What’s more amazing is that the rescuers in turn thanked the survivors for trusting them to pull off a successful rescue. I mean, getting a regular thank you from people is hard enough these days. What more for someone who’s saved your life to thank you for putting your trust and your life in their hands? And to dismiss their heroics as merely ‘putting their skills to use’ – wow, that humility! Man, this is so beautiful *cries*!

Then there were the thousands of random strangers who dropped what they were doing and came running from all over the world to help in any which way they could and I’m just going, wow, just wow. It didn’t matter what they could offer, they just rolled up their sleeves and figured a way to dive in (literally and figuratively) somehow, even risking their own life and limb. I really salute these people.

Those who couldn’t help directly in the rescue found other ways they could jump in. One lady collected the rescuers’ soiled clothing from the cave every evening and stayed up all night doing their laundry which she returned before the dawn of each new day of rescue operations. One man spent his days offering free rides to and from the cave site on his motorbike. Farmers allowed their crops to be ruined by water drained from the cave. So many unsung heroes who made sacrifices for a bunch of kids they likely don’t even know!

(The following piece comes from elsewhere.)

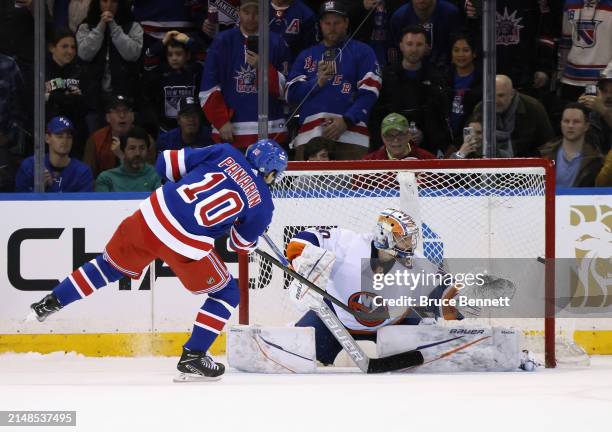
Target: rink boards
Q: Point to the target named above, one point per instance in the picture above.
(46, 236)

So yeah, I think these past weeks have shown us humanity at its best. Most days I don’t bother reading the news because it just gets too depressing and ridiculous sometimes. It’s been refreshing to look away from our daily fixation on food and material life for just a bit and redirect that energy instead to cheering for the efforts of our fellow human beings and praying for a positive outcome to this crisis. My faith in humankind has somehow been restored.